Había una vez una familia de gigantes que atemorizaba a los vecinos de una aldea. No porque estos quisieran, sino porque la gente al verlos salía corriendo.gigante002

Esta familia estaba formada por la madre, el padre y un hijo. El hijo llamado Antonio se sentía muy solo porque no tenía con quien jugar y algunas veces iba a la aldea para ver si se hacía amigo de uno de los niños de allí, pero estos al verle huían despavoridos. Entonces Antonio se volvía a su casa solo y triste.

Un día en que estaba jugando en el bosque que había al lado de su casa, se alejó un poco más de lo habitual, y allí se encontró con un niño que estaba llorando. Este al ver a Antonio salió corriendo hasta llegar a un rio entonces no pudo correr más.
Antonio se acercó hacia él y le dijo:

• Hola me llamo Antonio, ¿Cómo te llamas?
• Me llamo Luis-, respondió el niño.
• ¿Por qué lloras? Pregunto Antonio
• Porque he salido al bosque con mis padres y me he perdido- Explico Luis
• No te preocupes, continuo Antonio. Yo te llevare a la aldea.
Luis quedó perplejo puesto que temía a Antonio. Este tendió su mano en el suelo y Luis subió en ella.
Empezaron a caminar por el bosque cuando la noche les sorprendió.

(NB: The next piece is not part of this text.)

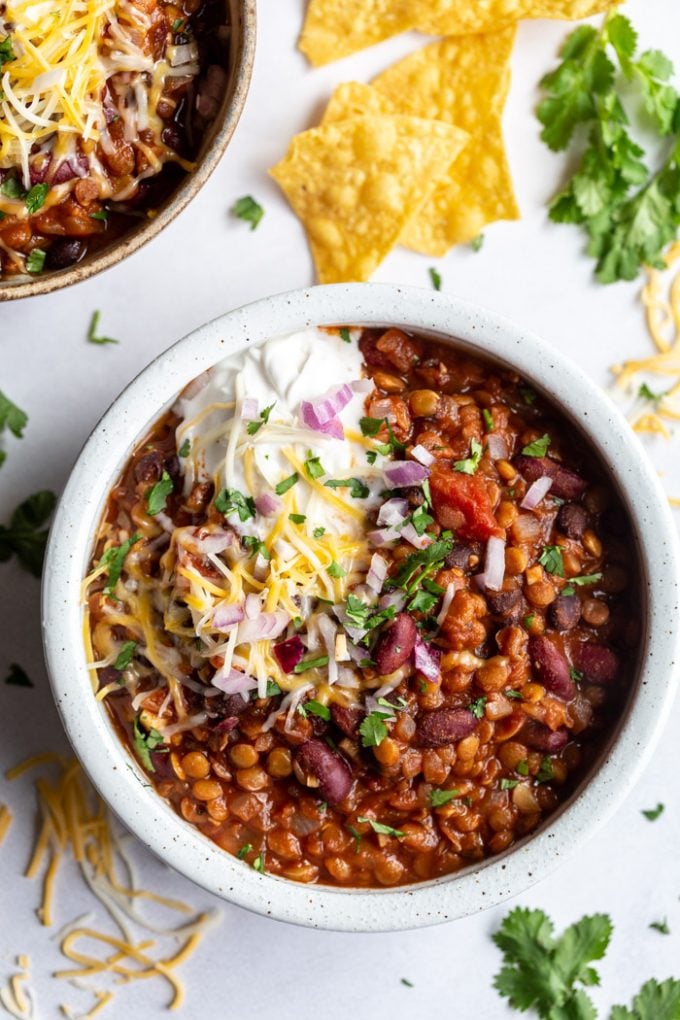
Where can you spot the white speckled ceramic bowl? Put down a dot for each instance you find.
(116, 774)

¡Oh! No se ve el camino, así que tendremos que continuar mañana, dijo Antonio. Entonces encendió un fuego y Luis aunque tenía miedo decidió no escapar ya que no conocía el camino y en el bosque había criaturas salvajes. Pasaron la noche y a la mañana siguiente siguieron su camino.

Según se acercaban a la aldea se aproximó hacia ellos un grupo de aldeanos armados con horquines que iban en busca de Luis.
Según vieron aproximarse a Antonio, que llevaba a Luis en el hombro se abalanzaron sobre él e intentaron atacarlo. Luis que se percató de esto, bajo corriendo del hombro de Antonio y les dijo:

• El gigante no me ha secuestrado, él me ha salvado y traído hasta aquí.

Los aldeanos no podían creerlo, creían que Luis había perdido el juicio.

Entonces detrás de ellos apareció una pantera que intentó abalanzarse sobre ellos.

Luis se escondió detrás de Antonio y este la hizo una mueca, al verlo la pantera se asustó y salió corriendo.

Los aldeanos se quedaron sorprendidos y comenzaron a aplaudir y vitorear a Antonio. Y desde ese día, aldeanos y gigantes fueron amigos y vivieron en paz, demostrando que la valía de una persona está en su corazón.